Logan: Yeah I totally already get bank alerts and emails —and I delete them without reading. I am MASTER SELF-SABOTEUR. I make horrible decisions on a regular basis. I make okay big life decisions (“I need to confront my debt. I need to start paying it down. I need to do my taxes. I need to start paying them down.”), but on the day-to-day decisions, I really screw myself. I have tried to do the cash thing—where I figure out my spending money until the next check and then take that out in cash—but that cash goes fast, always.
This is for sure a larger pattern in my life—screwing myself with tiny decisions each day. I have a punctuality problem. I stay up late reading or watching TV or whatever knowing it will make me miserable in the morning. I want to be fit but I’ll always go on a run or do pushups tomorrow. I want to eat better, but right after I have this donut, promise. I’m always late, on everything.
Mike: Do you think that’s because you lack structure? Perhaps we can work on providing more structure in your life. You stay up late because you don’t have a job where if you don’t show up by 9 a.m. or somesuch, you’ll get fired. You aren’t being held accountable for anything. You aren’t limited by anything, basically, and this has bled into your relationship with money. Maybe we need to start injecting some more structure in your life.

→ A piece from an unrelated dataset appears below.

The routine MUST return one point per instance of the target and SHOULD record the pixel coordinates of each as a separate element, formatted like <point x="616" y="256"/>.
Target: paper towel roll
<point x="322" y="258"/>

Logan: YeahhhahhHhahahha. Structure. What is structure? I really haven’t had it in quite a long time. That was one of the things I liked most about working in a grocery store, when I was a florist, and then later working in the mall. I had a schedule! And a place to be! I was still late a lot—never enough to get fired, but just enough to be stressed out about it all the time. That’s one of the reasons that I know getting a second job would be good for me, and also one of the reasons why I keep putting it off. It would be good for me to have a place to be everyday at a certain time OR ELSE, but …. I really like not having to be anywhere at a certain time OR ELSE. And that goes back to “what’s good for me” and “what’s good for me RIGHT NOW.”
Mike: What if instead of me doing the first post of the morning, you would be in charge of it. How would you feel about that?
Logan: I’d feel like UGH. But that’s a good idea.
Mike: I mean, the reason why I do the first few posts is because you’ve got a little hitch in your git-along in the mornings. Maybe we’ll start with you doing the second post of the morning. Baby steps! Structure!
Logan: You know, Mike, my favorite part of these chats is that each time we do them, I’m one step closer to being totally unhireable. “Oh, you are terrible with money AND you don’t learn lessons AND you’re always late AND you don’t even try to pretend otherwise? WE’D LOVE YOU TO JOIN OUR TEAM,” said nobody.